«Les religions en haute couture? On n’en est parti sorti!» s’amuse le journaliste de mode documentariste parisien Loïc Prigent. Ex-chouchou de Karl Lagerfeld – qui lui a accordé nombre d’entretiens filmés que prisent tous les «modeux» qui se respectent – il en aurait d’ailleurs presque marre, de ces références au sacré dans la mode. «Il y a tellement de choses à piocher partout, d’influences à s’approprier», s’insurge-t-il doucement avant d’assurer que la tentation religieuse a de tout temps traversé la haute couture. «Les grands directeurs artistiques de maisons de couture ont toujours flirté avec l’irrationnel et le surnaturel, avec l’idée de transcender le vêtement.» Et d’ajouter que «ces génies», au moment d’être touchés par l’inspiration, «se disent bien souvent connectés à quelque chose qui les dépasse, et qui leur dictent des images».

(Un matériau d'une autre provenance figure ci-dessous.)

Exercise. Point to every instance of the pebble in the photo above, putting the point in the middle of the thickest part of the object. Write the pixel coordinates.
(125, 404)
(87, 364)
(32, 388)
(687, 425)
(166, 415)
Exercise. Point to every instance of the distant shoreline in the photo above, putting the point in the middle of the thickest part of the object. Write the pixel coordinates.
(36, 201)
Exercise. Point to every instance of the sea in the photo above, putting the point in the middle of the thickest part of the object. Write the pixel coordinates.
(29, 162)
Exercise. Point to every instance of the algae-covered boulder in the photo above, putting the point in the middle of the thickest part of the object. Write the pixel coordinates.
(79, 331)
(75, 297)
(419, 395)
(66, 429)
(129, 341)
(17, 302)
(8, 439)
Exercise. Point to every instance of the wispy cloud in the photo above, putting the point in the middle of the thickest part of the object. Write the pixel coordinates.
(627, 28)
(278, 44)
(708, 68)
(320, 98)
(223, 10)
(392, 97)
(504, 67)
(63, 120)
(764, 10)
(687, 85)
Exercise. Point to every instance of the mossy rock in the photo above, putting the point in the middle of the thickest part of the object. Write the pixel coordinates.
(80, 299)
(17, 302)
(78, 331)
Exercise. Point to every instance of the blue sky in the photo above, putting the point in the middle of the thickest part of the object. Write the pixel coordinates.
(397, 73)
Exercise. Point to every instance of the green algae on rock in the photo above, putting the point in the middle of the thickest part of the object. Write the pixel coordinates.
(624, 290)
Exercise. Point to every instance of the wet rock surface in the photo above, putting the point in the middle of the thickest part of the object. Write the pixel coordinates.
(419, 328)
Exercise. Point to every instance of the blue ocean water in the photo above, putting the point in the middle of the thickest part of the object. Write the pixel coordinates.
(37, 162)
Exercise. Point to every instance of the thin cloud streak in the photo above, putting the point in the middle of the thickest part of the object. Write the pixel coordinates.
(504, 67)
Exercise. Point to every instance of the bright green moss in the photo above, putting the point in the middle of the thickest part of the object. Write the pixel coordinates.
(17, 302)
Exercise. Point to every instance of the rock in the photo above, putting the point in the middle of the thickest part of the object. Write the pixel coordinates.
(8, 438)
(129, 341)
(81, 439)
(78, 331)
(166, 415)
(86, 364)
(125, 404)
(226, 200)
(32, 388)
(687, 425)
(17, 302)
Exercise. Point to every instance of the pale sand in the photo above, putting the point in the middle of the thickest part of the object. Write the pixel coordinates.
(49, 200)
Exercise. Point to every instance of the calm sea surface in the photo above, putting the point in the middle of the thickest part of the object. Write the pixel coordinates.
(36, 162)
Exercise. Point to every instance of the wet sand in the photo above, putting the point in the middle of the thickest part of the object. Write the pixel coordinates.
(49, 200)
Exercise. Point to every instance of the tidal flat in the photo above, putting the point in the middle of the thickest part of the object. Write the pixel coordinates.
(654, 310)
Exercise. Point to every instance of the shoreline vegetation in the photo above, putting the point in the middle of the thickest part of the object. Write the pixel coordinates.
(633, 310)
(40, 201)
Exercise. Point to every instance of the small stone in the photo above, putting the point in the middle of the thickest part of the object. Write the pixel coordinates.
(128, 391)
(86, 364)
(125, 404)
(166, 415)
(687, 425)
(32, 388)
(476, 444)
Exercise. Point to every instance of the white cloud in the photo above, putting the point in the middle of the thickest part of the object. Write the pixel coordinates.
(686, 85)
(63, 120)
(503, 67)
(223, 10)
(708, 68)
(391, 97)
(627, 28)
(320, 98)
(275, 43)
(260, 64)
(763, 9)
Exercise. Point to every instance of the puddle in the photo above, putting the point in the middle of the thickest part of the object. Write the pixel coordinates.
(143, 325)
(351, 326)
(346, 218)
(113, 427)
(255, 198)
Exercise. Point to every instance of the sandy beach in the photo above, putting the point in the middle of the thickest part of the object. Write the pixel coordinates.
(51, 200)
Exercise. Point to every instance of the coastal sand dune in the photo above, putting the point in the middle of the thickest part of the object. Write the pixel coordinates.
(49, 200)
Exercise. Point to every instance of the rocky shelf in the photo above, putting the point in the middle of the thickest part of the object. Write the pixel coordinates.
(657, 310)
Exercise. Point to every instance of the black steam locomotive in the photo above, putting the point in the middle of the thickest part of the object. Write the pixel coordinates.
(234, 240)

«En janvier dernier, la collection Fendi, imaginée par Kim Jones, utilisait encore le décorum catholique romain, avec des reproductions de dentelles très clairement inspirées des robes de clergé du Vatican, en jaccard», se souvient-il. «Le plus intéressant, c’était les chaussures. Vingt centimètres de talons au moins!», comme pour rapprocher du ciel des mannequins à qui Kim Jones aurait demandé de se sentir tels des «créatures célestes». Rien que ça.

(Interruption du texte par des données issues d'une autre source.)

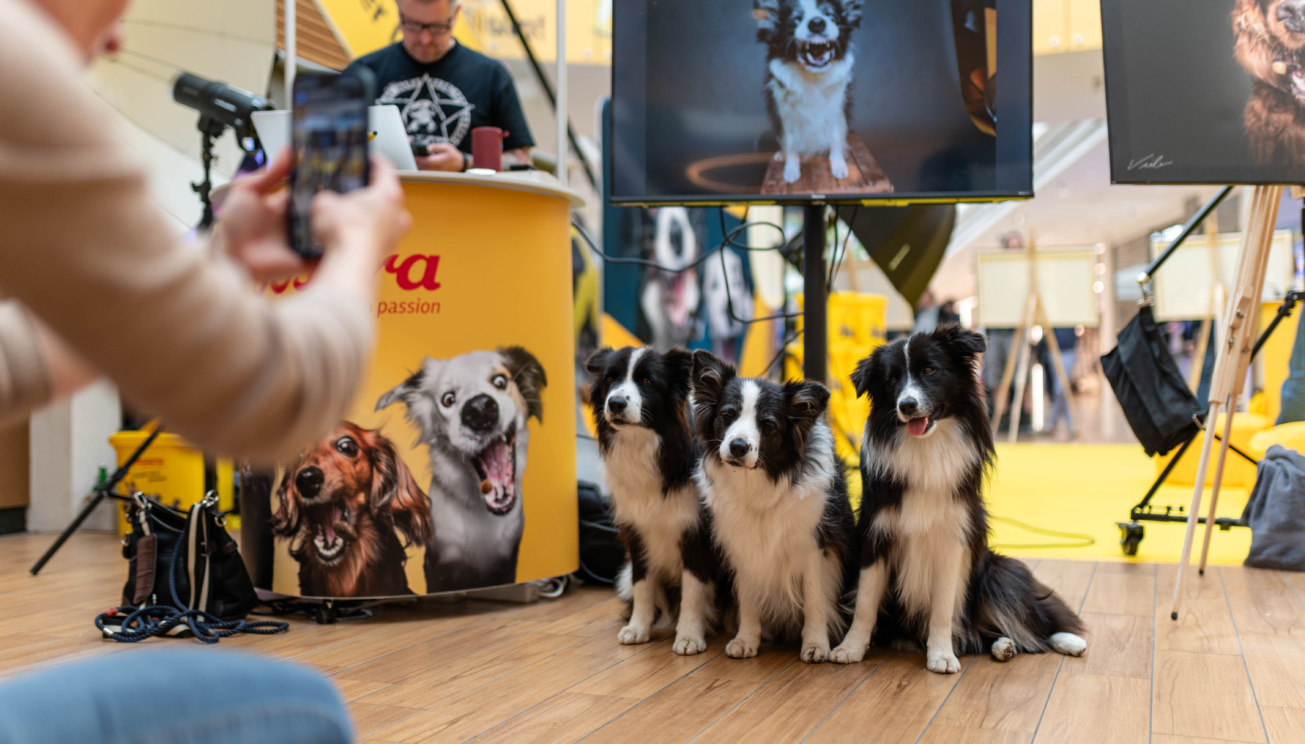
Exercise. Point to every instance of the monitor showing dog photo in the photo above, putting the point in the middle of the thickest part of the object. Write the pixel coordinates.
(1206, 92)
(787, 101)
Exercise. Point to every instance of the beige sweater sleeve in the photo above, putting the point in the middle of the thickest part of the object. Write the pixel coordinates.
(86, 251)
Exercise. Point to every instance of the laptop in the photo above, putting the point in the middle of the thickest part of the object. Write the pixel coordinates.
(389, 137)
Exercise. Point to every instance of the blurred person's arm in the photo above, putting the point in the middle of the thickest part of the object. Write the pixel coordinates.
(191, 340)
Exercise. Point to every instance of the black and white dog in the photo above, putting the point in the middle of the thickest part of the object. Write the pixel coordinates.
(473, 413)
(778, 501)
(927, 573)
(809, 62)
(641, 407)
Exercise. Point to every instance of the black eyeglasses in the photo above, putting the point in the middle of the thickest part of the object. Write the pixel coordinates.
(416, 28)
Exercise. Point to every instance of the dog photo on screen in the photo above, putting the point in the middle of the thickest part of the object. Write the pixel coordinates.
(343, 505)
(473, 413)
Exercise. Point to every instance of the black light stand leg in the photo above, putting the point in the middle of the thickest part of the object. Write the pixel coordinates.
(99, 494)
(209, 131)
(816, 295)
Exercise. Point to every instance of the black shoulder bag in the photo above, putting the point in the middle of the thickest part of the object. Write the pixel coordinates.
(184, 576)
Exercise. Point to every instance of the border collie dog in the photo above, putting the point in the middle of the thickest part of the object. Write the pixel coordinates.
(778, 503)
(809, 64)
(641, 407)
(927, 573)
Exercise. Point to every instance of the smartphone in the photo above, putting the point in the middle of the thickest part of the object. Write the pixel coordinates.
(329, 140)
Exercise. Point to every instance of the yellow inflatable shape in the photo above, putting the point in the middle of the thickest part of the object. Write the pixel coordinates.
(1237, 471)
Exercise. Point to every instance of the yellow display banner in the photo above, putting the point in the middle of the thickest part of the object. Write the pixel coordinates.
(456, 465)
(368, 25)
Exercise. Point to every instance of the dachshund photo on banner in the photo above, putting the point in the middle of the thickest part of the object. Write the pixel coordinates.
(350, 508)
(473, 413)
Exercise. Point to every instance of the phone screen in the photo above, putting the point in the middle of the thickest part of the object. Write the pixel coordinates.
(329, 137)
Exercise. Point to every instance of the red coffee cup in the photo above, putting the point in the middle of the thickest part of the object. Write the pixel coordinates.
(487, 148)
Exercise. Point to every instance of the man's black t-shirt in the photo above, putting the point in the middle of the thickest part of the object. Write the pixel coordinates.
(444, 101)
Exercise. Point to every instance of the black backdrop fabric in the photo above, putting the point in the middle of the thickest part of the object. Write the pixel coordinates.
(1176, 95)
(705, 95)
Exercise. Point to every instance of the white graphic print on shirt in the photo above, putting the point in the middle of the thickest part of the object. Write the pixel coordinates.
(433, 110)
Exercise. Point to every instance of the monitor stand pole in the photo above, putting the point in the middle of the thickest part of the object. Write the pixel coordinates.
(814, 295)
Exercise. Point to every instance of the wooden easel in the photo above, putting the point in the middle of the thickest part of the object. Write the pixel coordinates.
(1241, 319)
(1034, 315)
(1218, 299)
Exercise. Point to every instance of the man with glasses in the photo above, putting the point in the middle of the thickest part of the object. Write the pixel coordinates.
(444, 89)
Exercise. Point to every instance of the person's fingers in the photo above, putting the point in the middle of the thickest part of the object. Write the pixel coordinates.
(269, 178)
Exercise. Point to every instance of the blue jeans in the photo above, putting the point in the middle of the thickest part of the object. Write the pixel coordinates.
(195, 696)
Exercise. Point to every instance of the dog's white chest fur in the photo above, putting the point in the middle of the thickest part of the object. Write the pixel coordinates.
(767, 531)
(931, 520)
(812, 106)
(632, 473)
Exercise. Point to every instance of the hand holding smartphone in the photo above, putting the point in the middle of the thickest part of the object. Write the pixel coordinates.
(329, 145)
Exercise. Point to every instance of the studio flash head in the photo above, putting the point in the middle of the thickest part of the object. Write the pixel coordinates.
(219, 102)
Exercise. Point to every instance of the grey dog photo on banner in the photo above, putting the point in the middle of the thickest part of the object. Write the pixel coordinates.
(473, 413)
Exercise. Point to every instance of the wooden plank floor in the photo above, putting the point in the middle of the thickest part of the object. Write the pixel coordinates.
(1231, 670)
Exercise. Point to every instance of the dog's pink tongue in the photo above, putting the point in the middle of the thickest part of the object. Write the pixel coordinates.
(915, 427)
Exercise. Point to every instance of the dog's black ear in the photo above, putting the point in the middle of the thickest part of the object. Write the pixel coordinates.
(529, 375)
(807, 401)
(710, 376)
(679, 370)
(968, 342)
(598, 360)
(285, 520)
(766, 12)
(852, 13)
(396, 494)
(403, 390)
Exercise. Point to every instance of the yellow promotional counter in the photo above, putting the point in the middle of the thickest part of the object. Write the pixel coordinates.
(456, 466)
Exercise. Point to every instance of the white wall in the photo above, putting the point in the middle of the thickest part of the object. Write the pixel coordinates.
(69, 441)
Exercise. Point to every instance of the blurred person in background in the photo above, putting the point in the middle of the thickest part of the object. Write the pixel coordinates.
(444, 90)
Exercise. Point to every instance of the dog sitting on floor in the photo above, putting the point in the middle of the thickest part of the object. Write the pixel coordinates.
(778, 501)
(927, 574)
(640, 398)
(341, 505)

Cela ferait donc bien longtemps que les habits liturgiques entêtent les designers de mode. Pour Dominique Vidoz, qui enseigne le stylisme et le modélisme à l’École Dubois de Lausanne, Coco Chanel, qui lance sa petite robe noire en 1926, était elle aussi un peu habitée: «Orpheline à 12 ans, Gabrielle Chanel a grandi dans un couvent et a appris à coudre avec les sœurs, dont les robes […]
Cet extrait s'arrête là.